Let $X(n)$ be a sample of size $n$ from a continuous distribution $P(x)$ with median $m$.
The empirical distribution of $X(n)$ is $F_n$ (monotonic increasing piecewise constant).
From Glivenko-Cantelli theorem $F_n \to F$ uniformly, which implies that the median of the $F_n$ will converge to $m$ almost surely.
Proof
The Glivenko-Cantelli theorem states that $\sup_{x \in \mathbb{R}}\left| F(x) - F_n(x)\right| \xrightarrow{a.s.} 0$. We know that $0 \leq \left| F(m) - F_n(m)\right| \leq \sup_{x \in \mathbb{R}}\left| F(x) - F_n(x)\right|$ by definition of the supremum and absolute value. Therefore,
$$ 0 \leq \left| F(m) - F_n(m)\right| = \left| \frac12 - F_n(m)\right| \leq \sup_{x \in \mathbb{R}}\left| F(x) - F_n(x)\right| \xrightarrow{a.s.} 0$$
$$\implies \left| \frac12 - F_n(m)\right| \xrightarrow{a.s.} 0$$
Notice we made no distributional assumptions about $P$ except continuity.

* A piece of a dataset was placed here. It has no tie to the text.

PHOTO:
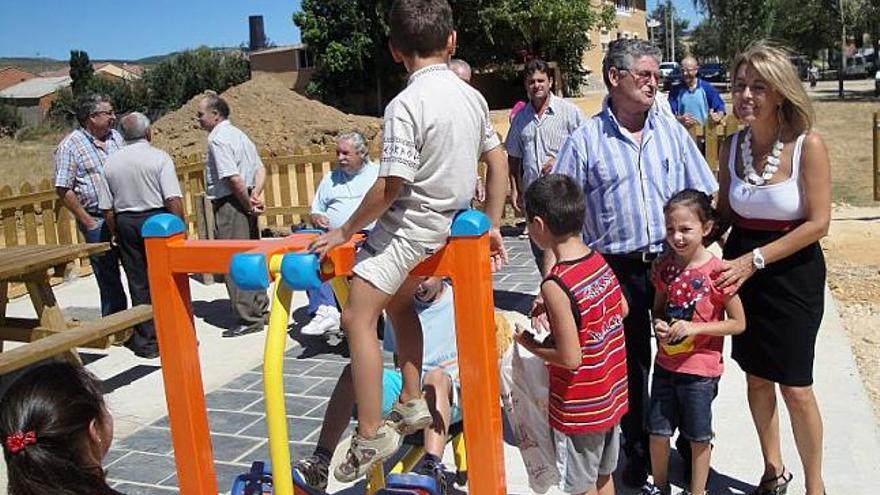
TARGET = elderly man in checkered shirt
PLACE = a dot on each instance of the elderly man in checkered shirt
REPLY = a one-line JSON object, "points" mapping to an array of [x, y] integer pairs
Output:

Note: Need to add a little more nuance in the cases where $P$ has atoms (jumps) in it's CDF.
In the case we can define the median of discrete distribution $P$ as the value(s) where the CDF $F(x)$ intersects the line $F=\frac12$. This means that we can define $m$ as follows:
$$m(P):= \arg \min_{x} F(x)\geq \frac12$$
This definition conveniently applies to both discrete, mixed, and continuous distributions.
Due to the monotonicity of the $F(x)$, we will have a unique value for $m$ except in the case that @kimchilover points out (we have an interval of values where $F(x)=\frac12$.
In that case, the sample median will converge in probability to a set:
Let $m_i(P)$ be the sample median of size $i$ drawn from $P$ with CDF $F$. Let $M$ be the set
$$M:=\left\{ x: F(x) \leq \frac12\right\} \cap \left\{ x:F(x) \geq \frac12 \right\}$$
Then the sequence of sample medians achieves the following limit:
$$\lim_{n \to \infty} P\left( m_i \in \{\inf M-\epsilon\} \cup \{\sup M+\epsilon\}\right) = 1\;\forall \epsilon > 0$$
In other words, the infinite sequence of $m_i(P)$ will fall in the above set for all but a finite number of times. This is because the order statistics of the samples will "cluster" around each endpoint of the interval, so that you often "flip flop" between different endpoints as the next sample values falls to the left or right of the interval.
The above generalizes the earlier definitions of median:
Note that when the median is unique (e.g., a continuous distribution or we have a "jump" in the CDF from $<\frac12$ to $>\frac12$ where the location of the jump defines a unique median) then the above reduces to saying the sample median converges in probability to the unique median. This is weaker than almost sure convergence from Glivenko-Cantelli, but for all practical purposes is just as good.